Submitted by Neil Weijer, Curator of the Harold and Mary Jean Hanson Rare Book Collection
A fragment of an early printed book tells the story of how we think about texts and titles
During our catalog migrations, one of my predecessors set aside a small stack of books that had no known bibliographical record in union catalogs. One of the books in that stack was a thin gathering of leaves in a green paper wrapper, with no date or place of publication. The most prominent clues were the words “Orphei argonautica Latina” [The Orphic Argonautica in Latin] printed on the front of the first page, but this didn’t correspond to any known edition when the book arrived. I could see from the paper that is was old, but how old, and what, exactly was it? A little digging showed it to be part of a 2000 year old game of fill in the blank around a classical epic: the story of Jason and Argonauts.
About the Argonautica
Around 70 AD, the Roman poet Gaius Valerius Flaccus adapted the Argonautica into Latin from the Greek written by Apollonius of Rhodes (ca. 200 BCE). Rather than translating directly, Valerius Flaccus adapted the story for his own time, re-casting Jason as a central hero along the lines of other contemporary works like the Aeneid. Copies of any version of the poem were incredibly scarce during the Middle Ages (you can see the oldest one here[1]), but references to the story could be found in the works of other writers, most notably Ovid. In the early 15th century, the famous Italian book hunter Poggio Bracciolini discovered a copy that was missing its final books. Nevertheless, the discovery of a “lost text” from the heyday of Roman epic set off a hunt for more. In the meantime, scribes began to produce copies, and printers soon followed.
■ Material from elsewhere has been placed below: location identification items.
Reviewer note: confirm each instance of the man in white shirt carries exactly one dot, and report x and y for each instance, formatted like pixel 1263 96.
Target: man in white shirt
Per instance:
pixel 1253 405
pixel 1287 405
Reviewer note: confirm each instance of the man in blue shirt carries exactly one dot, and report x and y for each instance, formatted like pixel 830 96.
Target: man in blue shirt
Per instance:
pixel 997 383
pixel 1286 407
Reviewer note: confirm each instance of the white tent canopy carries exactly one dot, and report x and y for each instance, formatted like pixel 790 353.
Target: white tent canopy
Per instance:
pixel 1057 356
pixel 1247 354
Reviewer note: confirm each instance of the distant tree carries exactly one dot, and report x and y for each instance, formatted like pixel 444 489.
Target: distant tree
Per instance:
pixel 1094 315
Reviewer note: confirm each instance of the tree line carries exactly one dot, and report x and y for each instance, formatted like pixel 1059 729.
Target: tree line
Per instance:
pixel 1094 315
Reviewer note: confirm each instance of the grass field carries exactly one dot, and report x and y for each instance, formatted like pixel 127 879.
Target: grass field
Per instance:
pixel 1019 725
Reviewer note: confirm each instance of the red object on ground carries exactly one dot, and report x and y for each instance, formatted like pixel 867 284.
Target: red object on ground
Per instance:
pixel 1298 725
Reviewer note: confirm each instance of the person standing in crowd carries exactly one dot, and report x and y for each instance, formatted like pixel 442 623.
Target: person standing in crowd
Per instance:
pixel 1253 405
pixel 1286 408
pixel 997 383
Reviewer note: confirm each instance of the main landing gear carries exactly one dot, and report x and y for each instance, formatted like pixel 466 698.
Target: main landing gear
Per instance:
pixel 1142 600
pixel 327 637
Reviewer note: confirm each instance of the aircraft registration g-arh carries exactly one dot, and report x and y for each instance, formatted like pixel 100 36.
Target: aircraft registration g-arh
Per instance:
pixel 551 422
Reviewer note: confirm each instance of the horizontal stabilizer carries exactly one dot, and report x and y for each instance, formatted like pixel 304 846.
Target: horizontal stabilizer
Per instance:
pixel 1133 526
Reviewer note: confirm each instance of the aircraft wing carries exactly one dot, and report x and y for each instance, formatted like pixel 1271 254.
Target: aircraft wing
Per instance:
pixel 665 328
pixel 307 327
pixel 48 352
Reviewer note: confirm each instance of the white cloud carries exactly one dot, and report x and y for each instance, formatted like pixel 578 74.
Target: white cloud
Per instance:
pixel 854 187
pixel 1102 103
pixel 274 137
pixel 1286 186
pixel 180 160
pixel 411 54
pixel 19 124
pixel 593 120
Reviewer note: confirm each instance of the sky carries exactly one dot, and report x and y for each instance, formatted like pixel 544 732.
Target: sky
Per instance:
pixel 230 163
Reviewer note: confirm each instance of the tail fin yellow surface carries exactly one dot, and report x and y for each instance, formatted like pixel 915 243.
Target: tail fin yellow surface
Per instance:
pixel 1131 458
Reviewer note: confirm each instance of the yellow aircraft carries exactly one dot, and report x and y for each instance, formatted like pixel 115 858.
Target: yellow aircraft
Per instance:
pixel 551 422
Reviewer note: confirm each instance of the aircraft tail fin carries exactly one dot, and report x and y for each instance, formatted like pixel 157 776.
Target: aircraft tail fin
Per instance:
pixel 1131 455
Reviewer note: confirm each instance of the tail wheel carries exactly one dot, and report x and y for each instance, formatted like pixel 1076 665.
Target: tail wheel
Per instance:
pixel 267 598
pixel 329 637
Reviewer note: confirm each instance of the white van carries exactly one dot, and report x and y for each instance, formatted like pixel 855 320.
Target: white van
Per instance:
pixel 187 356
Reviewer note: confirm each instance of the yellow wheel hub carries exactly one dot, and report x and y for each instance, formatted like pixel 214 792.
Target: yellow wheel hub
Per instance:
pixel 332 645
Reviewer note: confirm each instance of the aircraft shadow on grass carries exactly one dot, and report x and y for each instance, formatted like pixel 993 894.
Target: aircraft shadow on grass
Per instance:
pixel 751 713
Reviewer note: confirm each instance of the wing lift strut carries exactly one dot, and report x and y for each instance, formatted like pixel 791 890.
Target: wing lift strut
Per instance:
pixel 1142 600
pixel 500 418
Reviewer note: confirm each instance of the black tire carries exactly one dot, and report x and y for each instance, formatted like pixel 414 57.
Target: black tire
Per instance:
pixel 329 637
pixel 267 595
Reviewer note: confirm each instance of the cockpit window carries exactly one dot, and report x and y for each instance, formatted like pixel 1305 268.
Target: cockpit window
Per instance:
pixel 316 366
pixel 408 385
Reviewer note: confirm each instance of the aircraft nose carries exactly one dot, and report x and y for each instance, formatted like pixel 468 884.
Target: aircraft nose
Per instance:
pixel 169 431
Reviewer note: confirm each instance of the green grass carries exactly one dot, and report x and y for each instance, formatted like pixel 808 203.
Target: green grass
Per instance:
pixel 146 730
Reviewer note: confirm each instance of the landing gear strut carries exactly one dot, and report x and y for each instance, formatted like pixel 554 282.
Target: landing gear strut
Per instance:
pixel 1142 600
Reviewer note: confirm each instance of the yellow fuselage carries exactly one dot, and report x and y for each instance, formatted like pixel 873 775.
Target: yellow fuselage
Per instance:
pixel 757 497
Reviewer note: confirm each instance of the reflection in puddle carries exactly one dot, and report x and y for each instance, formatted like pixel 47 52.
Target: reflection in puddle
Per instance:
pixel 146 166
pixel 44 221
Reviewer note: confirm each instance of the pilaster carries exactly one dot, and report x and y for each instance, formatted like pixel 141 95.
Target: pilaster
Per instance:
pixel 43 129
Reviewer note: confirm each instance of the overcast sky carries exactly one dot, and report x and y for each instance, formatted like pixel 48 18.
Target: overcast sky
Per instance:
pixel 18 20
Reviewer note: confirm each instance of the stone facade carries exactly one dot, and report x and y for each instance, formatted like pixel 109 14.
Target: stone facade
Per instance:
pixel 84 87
In 1519, the Italian humanist Giovanni Battista Pio produced an edition and commentary on the Latin Argonautica, but like Valerius Flaccus before him, Pio was a creative editor. Pio “recovered” the missing books of the poem by writing his own ending in the spirit of the earlier Greek epic. For the sake of completeness, he added the Orphei argonautica Latina, his translation of another recently rediscovered text, which told the story of Jason from the perspective of the mythical hero Orpheus. This last text must have been a very late edition, as it has its own title page and the very brief mention “et Orpheo Latino” at the end of the actual title page of the 1519 edition, printed in Bologna by Girolamo Benedetti.
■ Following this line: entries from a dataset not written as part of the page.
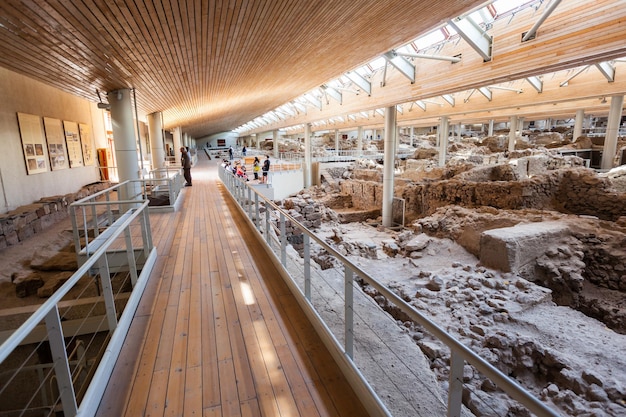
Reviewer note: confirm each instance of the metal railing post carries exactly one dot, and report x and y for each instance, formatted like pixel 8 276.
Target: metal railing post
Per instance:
pixel 455 389
pixel 130 256
pixel 249 201
pixel 107 291
pixel 61 363
pixel 267 228
pixel 349 312
pixel 283 240
pixel 257 220
pixel 307 266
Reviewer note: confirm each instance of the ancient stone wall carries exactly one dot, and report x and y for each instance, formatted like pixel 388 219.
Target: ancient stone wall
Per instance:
pixel 582 192
pixel 26 221
pixel 575 191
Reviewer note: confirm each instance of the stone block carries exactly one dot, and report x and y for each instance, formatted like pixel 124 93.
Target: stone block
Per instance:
pixel 515 249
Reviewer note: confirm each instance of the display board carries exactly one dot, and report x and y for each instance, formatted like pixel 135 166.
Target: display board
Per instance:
pixel 72 141
pixel 55 137
pixel 33 143
pixel 89 156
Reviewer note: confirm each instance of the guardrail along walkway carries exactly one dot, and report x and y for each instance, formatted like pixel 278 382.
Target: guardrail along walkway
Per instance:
pixel 217 332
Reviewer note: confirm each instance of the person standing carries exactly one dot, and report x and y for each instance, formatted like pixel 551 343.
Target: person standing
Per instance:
pixel 265 169
pixel 185 161
pixel 256 167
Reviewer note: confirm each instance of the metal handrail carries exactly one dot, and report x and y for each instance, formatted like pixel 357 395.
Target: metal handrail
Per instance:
pixel 459 352
pixel 49 313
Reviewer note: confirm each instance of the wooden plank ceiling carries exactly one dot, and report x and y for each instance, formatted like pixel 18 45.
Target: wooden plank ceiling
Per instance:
pixel 208 65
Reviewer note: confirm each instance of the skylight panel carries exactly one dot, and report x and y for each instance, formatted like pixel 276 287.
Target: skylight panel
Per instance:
pixel 377 63
pixel 429 39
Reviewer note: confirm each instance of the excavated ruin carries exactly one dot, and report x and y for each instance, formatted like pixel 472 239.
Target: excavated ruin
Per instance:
pixel 521 257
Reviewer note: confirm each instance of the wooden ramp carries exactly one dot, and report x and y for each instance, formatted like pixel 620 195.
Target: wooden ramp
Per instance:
pixel 217 332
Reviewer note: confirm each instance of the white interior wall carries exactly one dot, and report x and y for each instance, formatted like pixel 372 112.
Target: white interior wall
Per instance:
pixel 24 95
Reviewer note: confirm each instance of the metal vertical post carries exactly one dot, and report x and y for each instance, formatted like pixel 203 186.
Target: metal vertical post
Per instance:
pixel 349 312
pixel 107 291
pixel 283 240
pixel 61 363
pixel 455 390
pixel 307 267
pixel 130 256
pixel 267 228
pixel 257 221
pixel 249 201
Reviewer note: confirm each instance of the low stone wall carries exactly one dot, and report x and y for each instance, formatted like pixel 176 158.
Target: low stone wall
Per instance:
pixel 26 221
pixel 574 191
pixel 304 210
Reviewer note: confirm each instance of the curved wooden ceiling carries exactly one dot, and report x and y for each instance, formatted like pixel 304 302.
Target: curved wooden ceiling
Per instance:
pixel 208 65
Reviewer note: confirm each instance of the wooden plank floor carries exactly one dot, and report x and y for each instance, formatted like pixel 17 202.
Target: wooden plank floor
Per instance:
pixel 217 332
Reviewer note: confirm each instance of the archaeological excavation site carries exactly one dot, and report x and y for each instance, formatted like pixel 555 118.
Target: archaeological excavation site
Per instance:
pixel 313 208
pixel 520 255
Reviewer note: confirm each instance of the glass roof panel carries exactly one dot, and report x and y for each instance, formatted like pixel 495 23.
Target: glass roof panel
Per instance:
pixel 429 39
pixel 503 6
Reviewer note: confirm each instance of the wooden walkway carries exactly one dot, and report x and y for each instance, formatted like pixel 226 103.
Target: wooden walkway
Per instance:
pixel 217 332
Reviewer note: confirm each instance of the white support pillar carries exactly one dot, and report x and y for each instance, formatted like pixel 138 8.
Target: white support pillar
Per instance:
pixel 125 140
pixel 178 143
pixel 512 133
pixel 157 151
pixel 306 169
pixel 578 124
pixel 444 131
pixel 612 130
pixel 548 125
pixel 389 165
pixel 275 144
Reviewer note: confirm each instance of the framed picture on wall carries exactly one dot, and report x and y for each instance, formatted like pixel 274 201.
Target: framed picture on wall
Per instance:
pixel 72 142
pixel 55 137
pixel 33 143
pixel 89 156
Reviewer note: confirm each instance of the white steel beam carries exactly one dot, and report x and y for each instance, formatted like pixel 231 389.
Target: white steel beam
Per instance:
pixel 533 31
pixel 360 81
pixel 474 35
pixel 607 69
pixel 401 64
pixel 536 82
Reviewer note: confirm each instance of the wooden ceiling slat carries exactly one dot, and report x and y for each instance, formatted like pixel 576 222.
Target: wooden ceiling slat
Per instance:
pixel 211 65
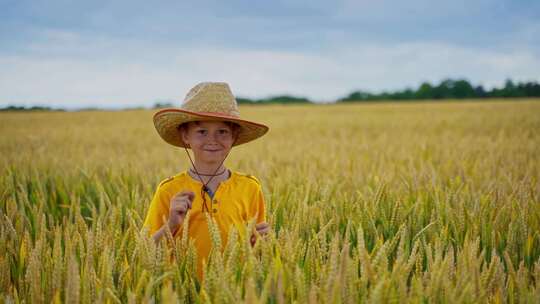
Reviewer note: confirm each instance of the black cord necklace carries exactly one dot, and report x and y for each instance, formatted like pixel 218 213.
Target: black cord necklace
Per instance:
pixel 191 170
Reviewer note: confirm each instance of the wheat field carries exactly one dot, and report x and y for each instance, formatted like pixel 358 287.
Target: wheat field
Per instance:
pixel 433 202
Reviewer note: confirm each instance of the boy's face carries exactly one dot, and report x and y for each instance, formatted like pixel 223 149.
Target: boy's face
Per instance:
pixel 210 141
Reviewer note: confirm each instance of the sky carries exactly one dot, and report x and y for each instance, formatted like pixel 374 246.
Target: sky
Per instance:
pixel 115 54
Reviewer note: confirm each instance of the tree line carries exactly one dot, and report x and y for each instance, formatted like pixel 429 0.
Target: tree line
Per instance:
pixel 450 89
pixel 446 89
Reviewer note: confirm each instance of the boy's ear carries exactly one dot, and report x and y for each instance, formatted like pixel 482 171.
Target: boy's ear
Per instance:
pixel 183 134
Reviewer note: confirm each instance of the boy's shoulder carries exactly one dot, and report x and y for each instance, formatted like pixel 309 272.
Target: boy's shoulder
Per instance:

About a third of the known surviving copies of Pio’s edition are missing this final piece, and it’s very easy to see why. When this booklet was printed title pages were just as much a protective item (like the paper wrappers now on the book) as they were a tool for readers. This short title told a printer what he had stacked up in the back of the shop, or a bookbinder what to put where. When the larger book was rebound or repaired, a binder or bookseller saw the title page and pulled out the last section as an “old book” to be sold in its own. Those missing pieces live on: reminding us that books are known for what they aren’t as much as what they are, and to use caution when judging them by their covers.